We come then to the question presented: does segregation of children in public schools solely on the basis of race, even though the physical facilities and other “tangible” factors may be equal, deprive the children of the minority group of equal educational opportunities? We believe that it does.

In Sweatt v. Painter, in finding that a segregated law school for Negroes could not provide them equal educational opportunities, this Court relied in large part on “those qualities which are incapable of objective measurement but which make for greatness in a law school.” In McLaurin v. Oklahoma State Regents, the Court, in requiring that a Negro admitted to a white graduate school be treated like all other students, again resorted to intangible considerations: “. . . his ability to study, to engage in discussions and exchange views with other students, and, in general, to learn his profession.”3

Such considerations apply with added force to children in grade and high schools.

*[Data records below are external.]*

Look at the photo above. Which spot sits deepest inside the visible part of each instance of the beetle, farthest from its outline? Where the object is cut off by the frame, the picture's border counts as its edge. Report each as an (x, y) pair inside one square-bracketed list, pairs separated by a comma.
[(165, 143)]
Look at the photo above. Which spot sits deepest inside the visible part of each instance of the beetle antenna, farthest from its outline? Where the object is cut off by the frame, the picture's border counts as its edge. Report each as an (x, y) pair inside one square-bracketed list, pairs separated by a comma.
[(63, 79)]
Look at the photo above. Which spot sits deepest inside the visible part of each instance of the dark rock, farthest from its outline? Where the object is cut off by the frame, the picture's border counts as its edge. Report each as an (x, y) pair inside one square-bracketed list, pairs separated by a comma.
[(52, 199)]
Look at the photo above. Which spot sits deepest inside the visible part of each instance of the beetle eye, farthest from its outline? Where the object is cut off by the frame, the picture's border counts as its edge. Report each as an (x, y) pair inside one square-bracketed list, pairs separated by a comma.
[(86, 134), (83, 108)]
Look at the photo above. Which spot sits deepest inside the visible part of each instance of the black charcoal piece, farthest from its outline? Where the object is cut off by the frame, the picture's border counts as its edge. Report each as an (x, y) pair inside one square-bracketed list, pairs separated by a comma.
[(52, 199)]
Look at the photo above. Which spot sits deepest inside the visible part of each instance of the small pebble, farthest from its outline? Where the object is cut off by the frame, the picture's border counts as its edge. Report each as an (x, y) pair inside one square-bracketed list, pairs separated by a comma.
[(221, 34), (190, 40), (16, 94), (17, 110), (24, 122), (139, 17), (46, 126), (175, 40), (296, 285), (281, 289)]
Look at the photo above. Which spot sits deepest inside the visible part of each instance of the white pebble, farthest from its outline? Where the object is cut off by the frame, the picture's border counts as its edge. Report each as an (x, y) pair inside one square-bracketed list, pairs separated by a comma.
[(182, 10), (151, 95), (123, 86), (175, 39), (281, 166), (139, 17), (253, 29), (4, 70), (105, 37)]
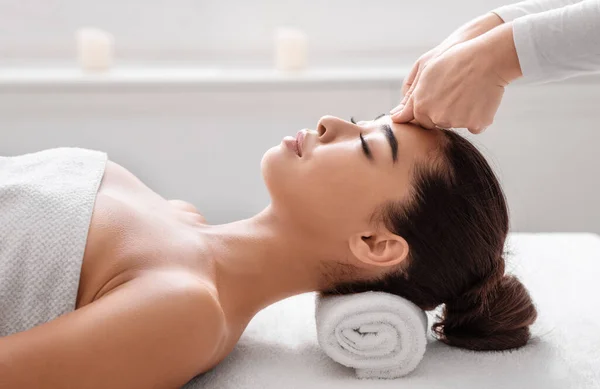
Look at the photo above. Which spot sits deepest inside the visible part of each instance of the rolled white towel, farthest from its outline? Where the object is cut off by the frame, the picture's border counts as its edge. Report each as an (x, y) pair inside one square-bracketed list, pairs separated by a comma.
[(379, 334)]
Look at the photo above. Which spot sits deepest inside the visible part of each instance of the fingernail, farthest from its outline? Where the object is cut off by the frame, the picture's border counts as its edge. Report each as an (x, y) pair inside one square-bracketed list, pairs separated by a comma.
[(397, 109)]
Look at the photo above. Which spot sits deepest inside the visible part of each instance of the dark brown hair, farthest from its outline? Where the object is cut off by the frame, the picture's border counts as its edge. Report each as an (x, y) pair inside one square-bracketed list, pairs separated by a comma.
[(456, 225)]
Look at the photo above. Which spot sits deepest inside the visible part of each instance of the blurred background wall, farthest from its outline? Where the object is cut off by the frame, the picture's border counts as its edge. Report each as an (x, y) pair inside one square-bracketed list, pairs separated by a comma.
[(201, 138)]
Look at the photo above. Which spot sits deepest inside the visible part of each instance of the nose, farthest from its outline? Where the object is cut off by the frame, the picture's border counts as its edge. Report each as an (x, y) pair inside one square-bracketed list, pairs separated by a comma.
[(331, 127)]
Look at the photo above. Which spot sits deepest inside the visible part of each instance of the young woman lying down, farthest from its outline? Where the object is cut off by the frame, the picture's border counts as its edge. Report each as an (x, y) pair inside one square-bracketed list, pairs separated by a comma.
[(106, 284)]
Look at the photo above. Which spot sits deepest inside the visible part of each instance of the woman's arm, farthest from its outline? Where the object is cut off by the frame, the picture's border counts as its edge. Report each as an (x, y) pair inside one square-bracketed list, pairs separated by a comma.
[(512, 11), (152, 332), (559, 43)]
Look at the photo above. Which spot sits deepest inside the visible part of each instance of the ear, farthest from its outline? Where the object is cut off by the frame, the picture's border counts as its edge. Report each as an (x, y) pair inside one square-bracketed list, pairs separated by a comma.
[(381, 248)]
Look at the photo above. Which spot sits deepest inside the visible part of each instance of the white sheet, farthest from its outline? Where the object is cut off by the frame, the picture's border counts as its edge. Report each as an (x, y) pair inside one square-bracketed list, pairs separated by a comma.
[(562, 272)]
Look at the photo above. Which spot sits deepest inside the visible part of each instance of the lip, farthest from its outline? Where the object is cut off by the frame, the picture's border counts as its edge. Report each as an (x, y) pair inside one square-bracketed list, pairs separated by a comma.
[(300, 142), (295, 144)]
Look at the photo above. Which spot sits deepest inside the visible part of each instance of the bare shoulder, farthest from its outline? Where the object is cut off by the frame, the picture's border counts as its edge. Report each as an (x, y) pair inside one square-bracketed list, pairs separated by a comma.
[(189, 207), (158, 330)]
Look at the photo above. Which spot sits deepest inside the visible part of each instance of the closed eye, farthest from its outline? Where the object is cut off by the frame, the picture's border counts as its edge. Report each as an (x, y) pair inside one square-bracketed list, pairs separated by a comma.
[(366, 148)]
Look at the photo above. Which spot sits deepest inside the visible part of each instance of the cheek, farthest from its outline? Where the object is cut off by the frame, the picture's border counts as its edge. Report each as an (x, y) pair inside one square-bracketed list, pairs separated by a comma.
[(335, 188)]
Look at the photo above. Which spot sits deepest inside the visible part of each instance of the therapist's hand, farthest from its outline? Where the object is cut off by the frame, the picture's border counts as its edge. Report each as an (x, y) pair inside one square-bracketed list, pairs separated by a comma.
[(468, 31), (462, 87)]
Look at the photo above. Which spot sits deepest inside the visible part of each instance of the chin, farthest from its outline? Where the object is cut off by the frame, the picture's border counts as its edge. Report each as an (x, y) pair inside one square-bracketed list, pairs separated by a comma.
[(279, 175)]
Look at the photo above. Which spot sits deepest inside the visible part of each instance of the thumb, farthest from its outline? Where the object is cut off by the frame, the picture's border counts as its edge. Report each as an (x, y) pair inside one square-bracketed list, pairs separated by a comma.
[(406, 114)]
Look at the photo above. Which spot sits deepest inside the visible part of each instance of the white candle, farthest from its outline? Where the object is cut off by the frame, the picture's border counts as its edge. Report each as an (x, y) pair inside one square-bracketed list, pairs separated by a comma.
[(291, 49), (95, 49)]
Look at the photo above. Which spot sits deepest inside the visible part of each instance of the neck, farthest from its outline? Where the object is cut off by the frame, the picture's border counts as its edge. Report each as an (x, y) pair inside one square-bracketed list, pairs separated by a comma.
[(259, 261)]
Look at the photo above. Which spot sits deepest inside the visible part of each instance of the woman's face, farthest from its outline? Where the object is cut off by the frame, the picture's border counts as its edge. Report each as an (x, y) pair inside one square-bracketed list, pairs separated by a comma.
[(336, 181)]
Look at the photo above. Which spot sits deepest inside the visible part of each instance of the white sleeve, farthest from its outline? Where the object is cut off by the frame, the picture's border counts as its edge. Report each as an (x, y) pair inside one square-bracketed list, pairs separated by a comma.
[(510, 12), (559, 43)]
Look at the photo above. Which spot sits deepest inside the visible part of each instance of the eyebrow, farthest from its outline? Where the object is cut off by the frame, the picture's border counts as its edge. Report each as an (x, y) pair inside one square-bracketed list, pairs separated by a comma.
[(389, 134)]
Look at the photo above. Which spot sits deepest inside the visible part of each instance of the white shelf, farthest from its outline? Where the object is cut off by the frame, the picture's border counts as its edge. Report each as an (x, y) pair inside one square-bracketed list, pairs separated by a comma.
[(135, 78)]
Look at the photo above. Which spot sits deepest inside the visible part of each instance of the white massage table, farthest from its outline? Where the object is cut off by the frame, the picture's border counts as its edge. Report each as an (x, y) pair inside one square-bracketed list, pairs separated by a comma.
[(279, 349)]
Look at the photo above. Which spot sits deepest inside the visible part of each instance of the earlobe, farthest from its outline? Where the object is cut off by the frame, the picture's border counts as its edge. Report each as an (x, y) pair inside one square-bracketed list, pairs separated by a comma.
[(383, 249)]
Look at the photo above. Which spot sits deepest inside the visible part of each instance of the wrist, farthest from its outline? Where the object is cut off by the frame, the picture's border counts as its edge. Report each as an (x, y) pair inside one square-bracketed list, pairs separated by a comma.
[(501, 54), (481, 25)]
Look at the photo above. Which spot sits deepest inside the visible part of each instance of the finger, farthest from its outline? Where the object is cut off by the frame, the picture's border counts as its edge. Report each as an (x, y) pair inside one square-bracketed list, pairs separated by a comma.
[(424, 120), (477, 130), (406, 114), (400, 107), (409, 80)]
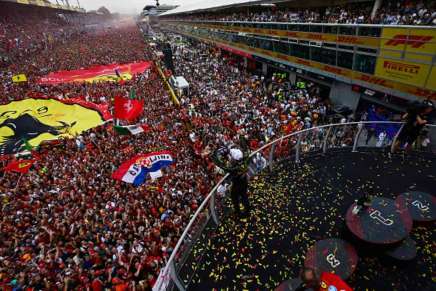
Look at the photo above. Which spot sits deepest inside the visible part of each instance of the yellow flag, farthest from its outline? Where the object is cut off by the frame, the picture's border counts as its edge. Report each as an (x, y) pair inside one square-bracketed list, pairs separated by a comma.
[(19, 78)]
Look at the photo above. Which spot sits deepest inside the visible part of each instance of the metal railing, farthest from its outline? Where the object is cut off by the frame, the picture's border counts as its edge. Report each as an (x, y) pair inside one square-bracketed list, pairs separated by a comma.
[(349, 136)]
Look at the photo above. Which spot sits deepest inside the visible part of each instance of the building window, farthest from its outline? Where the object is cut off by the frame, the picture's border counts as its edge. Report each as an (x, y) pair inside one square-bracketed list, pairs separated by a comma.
[(369, 31), (348, 30), (365, 63), (281, 47), (330, 29), (300, 51), (345, 60)]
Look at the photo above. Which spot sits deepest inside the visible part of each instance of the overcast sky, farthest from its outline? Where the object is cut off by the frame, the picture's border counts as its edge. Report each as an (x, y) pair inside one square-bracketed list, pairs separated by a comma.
[(124, 6)]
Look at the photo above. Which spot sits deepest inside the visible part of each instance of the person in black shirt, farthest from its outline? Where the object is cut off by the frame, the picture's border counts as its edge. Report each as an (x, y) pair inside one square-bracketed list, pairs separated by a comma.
[(415, 122), (237, 168)]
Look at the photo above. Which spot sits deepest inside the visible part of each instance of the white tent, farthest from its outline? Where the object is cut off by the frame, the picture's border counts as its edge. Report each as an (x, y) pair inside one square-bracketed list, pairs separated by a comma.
[(210, 4), (181, 82)]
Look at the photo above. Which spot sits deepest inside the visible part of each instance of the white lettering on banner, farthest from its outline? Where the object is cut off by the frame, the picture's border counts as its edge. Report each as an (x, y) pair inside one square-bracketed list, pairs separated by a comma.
[(331, 259), (162, 281), (421, 206), (128, 106), (149, 161), (375, 214)]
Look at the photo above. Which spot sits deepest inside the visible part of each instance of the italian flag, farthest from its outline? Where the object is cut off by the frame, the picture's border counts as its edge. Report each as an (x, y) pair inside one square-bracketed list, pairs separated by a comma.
[(132, 129)]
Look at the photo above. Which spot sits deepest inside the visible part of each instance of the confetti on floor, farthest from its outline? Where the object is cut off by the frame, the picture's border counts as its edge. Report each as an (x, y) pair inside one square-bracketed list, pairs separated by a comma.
[(297, 205)]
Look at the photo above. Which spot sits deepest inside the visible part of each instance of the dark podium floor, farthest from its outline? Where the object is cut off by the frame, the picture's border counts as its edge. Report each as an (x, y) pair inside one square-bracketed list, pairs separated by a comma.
[(297, 205)]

To separate them from others of similar age and qualifications solely because of their race generates a feeling of inferiority as to their status in the community that may affect their hearts and minds in a way unlikely ever to be undone. . . . Whatever may have been the extent of psychological knowledge at the time of Plessy v. Ferguson, this finding is amply supported by modern authority. . . .4

We conclude that, in the field of public education, the doctrine of “separate but equal” has no place. Separate educational facilities are inherently unequal. Therefore, we hold that the plaintiffs and others similarly situated for whom the actions have been brought are, by reason of the segregation complained of, deprived of the equal protection of the laws guaranteed by the Fourteenth Amendment. . . .

  1. 1. Chief Justice Earl Warren (1891–1974).
  2. 2. Plessy v. Ferguson.
  3. 3. Sweatt v. Painter, 339 U.S. 629 (1950); McLaurin v. Oklahoma State Regents, 339 U.S. 637 (1950). The decisions in these cases were announced on the same day.
  4. 4. In support of this claim, the Court cited in footnote 11 to its ruling various studies from social science fields, including, most controversially, the famous “doll” study by the psychologist Kenneth B. Clark, “Effect of Prejudice and Discrimination on Personality Development,” Mid-century White House Conference on Children and Youth, 1950.